Faizlerden, enflasyondan bunalan, işini çevirmekte zorlanan herkesin yaşadıklarını yakından takip ediyoruz. Finans sıkışıklığının yol açtığı zincirleme sıkıntıların öneminin ve aciliyetinin farkındayız. Hiçbir sanayicimizi, tüccarımızı, çalışanımızı, vatandaşımızı, vicdan ve ahlak yoksunu tefecilerin, fırsatçıların insafına terk etmeyeceğiz. Serbest piyasa ekonomisinin kurallarından taviz vermeden her türlü tedbiri uygulayacağız. Yeni bir ekonomik program hazırladık. Yatırımları teşvik edecek, üretime istihdama öncelik verecek bir ekonomi anlayışıyla Türkiye'yi yeniden yükselişe geçirmekte kararlıyız. Milletimizden biraz daha sabırlı olmasını, ülkesine güvenmesini istiyoruz. En zorunu geride bıraktık, inşallah bundan sonra daha kolay olacak."
Seçkin Deniz, 02.10.2018, Sonsuz Ark, Ağacın Çürümüş Yaprakları-39,
Sorgulamalar
Son Güncel Not:
Erdoğan 06.10.2018 tarihinde McKinsey tartışmasına son noktayı koydu: "Hiçbir şirketten fikri danışmanlık hizmeti bile almayacaksınız dedim. Biz bize yeteriz."
"Türkiye tarihinin en büyük ekonomik saldırılarına maruz kalmasına rağmen 2 ayı bulmadan durumu büyük ölçüde kontrol altına aldık. Döviz kurunun bir anda böyle bir artış göstermesini ekonomik sebeplerle izah mümkün değildir. Ekonomide eksiklerimiz, sıkıntılarımız elbette var. Seçimlerin hemen ardından zaten kolları sıvamış, ekonomik reformlar için hazırlıklara başlamıştır. Gerçeklerle, yaşananlar arasında büyük orantısızlık var ki; işin altında başka şeyler aramak durumunda kalıyoruz.
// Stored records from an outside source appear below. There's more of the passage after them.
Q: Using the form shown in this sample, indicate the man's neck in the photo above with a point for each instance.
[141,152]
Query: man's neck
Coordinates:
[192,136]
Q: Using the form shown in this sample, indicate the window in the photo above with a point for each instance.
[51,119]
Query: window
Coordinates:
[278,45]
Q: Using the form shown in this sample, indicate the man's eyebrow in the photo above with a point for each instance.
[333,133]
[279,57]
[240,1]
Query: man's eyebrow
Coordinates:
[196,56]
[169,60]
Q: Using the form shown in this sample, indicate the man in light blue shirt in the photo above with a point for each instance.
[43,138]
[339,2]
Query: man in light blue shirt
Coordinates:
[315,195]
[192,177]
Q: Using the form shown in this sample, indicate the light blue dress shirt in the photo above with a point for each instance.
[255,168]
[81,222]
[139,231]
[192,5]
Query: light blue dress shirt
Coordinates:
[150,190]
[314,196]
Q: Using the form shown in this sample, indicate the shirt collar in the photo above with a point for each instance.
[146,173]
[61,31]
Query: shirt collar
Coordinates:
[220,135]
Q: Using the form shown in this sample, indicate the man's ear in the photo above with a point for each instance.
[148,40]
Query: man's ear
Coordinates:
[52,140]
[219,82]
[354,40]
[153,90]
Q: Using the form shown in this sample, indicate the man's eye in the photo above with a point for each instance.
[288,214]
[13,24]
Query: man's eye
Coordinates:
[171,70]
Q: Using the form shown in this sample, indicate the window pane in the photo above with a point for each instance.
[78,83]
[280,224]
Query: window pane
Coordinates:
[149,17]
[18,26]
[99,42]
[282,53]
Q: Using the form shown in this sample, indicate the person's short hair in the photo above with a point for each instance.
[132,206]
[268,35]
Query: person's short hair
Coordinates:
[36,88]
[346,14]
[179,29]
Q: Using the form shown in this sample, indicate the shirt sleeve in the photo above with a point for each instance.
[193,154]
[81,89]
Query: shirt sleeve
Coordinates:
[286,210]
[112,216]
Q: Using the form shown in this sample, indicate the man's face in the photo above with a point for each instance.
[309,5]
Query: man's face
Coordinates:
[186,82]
Her kriz, beraberinde birçok fırsatı da getirir. Bizler ilk göreve geldiğimizde, ülkemizin hali ekonomik olarak neydi hatırlayın. Ülkemizi çok kısa sürede nereye getirdiğimizi unutmayın. Bu işin tedavi yollarını da biliyoruz. Kısa zamanda bu işi toparladık ve yolumuza devam ediyoruz. Özel sektörümüzün bu krizi fırsata çevirecek maharete sahip olduğuna inanıyorum. 2 aydan sonra yeniden bir toparlama ve yükseliş dönemine girdiğimizi görüyorum. Bazıları krizi fırsata çevirmekle, fırsatçılığı birbirine karıştırıyor. Milletime sesleniyorum. Bunun adı fırsatçılıktır. Milletimizi fırsatçıların insafına terk etmeyeceğiz, bunu böyle bilsinler. Serbest piyasa kuralları içinde bu fırsatçılarla mücadele edip, kendilerine gereken yaptırımları uygulayacağız. Ekonomi reçetemizde üretim, tasarım, teknolojiyi geliştirmek, ihracat, istihdam vardır" diye konuştu.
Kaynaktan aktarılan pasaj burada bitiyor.